Okay so that is quite a weird question, but are there any possibilities? And in a natural minor key does a minor v count as a dominant?
A v chord is a chord built on the dominant scale degree (5th scale degree), but functionally is not a dominant chord.
To be a dominant chord, there must be a half step resolution to the root of the next chord via leading tone. For example, G or G7 going to C will have B resolve to C and this resolution is not in Gm or Gm7. This tension and resolution is the basis of functional harmony so it makes sense that a dominant chord must facilitate this kind of resolution to be recognized as such.
It depends on what you mean by "dominant."
In one sense, a "dominant" is just the chord built on the fifth scale degree. And just like tonic chords can be major or minor, just like mediant chords can be major or minor, a dominant chord can be major or minor (even if the minor version is more rare).
A corollary to this is the notion of the "altered dominant." For instance, sometimes composers will make the V triad augmented instead of major (G B D# in the key of C, for instance), smoothing out the voice leading into tonic (B goes by half step to C, D# goes by half step to E).
Other than altered dominants, chords can also be dominant substitutes.
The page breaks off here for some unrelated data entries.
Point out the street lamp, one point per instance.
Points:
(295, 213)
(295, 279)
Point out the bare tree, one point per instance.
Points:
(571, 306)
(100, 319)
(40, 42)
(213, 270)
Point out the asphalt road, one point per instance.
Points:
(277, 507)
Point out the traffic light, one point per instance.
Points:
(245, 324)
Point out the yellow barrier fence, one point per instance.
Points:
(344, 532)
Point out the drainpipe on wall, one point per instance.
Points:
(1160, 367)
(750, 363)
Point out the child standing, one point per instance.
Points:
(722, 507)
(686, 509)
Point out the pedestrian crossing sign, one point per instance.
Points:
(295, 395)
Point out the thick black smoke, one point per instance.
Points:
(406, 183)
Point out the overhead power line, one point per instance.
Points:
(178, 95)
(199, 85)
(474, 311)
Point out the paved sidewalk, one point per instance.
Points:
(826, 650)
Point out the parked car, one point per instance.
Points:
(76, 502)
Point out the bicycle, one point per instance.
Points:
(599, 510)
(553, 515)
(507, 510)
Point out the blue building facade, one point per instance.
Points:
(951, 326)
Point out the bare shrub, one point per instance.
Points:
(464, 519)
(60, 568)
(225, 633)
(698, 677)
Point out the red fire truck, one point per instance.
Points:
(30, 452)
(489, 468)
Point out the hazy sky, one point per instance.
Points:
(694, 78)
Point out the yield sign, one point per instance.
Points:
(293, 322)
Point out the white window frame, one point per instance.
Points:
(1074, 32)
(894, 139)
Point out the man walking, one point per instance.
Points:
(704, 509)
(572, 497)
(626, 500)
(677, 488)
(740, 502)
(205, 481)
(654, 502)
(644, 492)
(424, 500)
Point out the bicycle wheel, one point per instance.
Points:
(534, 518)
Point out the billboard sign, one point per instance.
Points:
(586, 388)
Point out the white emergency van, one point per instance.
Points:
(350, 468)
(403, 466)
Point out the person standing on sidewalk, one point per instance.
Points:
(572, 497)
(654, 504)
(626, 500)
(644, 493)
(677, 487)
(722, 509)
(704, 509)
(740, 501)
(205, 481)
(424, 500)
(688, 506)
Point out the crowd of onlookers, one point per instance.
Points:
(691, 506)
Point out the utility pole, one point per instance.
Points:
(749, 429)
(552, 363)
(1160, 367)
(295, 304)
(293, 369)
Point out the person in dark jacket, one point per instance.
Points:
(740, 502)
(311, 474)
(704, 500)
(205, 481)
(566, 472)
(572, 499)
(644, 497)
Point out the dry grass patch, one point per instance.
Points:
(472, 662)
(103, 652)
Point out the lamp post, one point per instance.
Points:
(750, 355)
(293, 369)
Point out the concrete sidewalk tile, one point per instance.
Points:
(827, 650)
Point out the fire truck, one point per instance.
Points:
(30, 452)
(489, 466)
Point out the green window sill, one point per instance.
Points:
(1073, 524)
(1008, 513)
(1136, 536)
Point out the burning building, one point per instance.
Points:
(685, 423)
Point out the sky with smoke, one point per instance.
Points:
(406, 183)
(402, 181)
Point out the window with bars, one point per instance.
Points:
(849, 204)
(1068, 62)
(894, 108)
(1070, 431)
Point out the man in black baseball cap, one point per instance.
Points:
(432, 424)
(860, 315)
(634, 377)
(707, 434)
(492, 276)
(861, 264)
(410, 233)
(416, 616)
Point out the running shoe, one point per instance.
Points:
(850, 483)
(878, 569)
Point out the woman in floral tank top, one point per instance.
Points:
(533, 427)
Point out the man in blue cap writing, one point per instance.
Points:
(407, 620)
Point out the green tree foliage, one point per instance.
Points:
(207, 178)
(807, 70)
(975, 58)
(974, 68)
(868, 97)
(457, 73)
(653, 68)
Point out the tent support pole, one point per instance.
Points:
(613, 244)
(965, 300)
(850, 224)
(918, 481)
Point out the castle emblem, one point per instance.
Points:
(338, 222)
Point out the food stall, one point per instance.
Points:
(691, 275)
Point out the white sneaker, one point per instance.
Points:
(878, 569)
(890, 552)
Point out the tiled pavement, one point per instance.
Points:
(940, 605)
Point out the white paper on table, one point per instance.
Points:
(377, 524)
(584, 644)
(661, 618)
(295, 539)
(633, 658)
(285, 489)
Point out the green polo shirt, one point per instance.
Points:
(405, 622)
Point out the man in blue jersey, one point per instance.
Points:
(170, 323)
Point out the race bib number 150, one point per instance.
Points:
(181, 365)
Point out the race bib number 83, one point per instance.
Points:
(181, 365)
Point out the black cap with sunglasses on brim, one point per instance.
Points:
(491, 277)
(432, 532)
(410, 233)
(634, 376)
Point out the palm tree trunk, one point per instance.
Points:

In doing so, these other chords have dominant function, though without being a chord built on scale-degree 5. In terms of minor chords, you'll sometimes find iii being used as a dominant substitute, and so in this sense of the word, there you have it: a minor triad that is a dominant (substitute).
Technically, no. But it can be part of a 'cycle of 5ths' progression, where each chord is rooted a 5th above the next. It would be ridiculous to say there wasn't an element of dominant of the dominant of the dominant... in this, even if some of the triads were minor.
Em, Am, Dm, Gm, Cm...
add 7ths, the dominant function is stronger:
Em7, Am7, Dm7, Gm7, Cm7...
And if we make some of the basic triads major, stronger again:
Em7, A7, Dm7, G7, C.
But there's an element of dominant function in the first, minor triads, set, wouldn't you agree?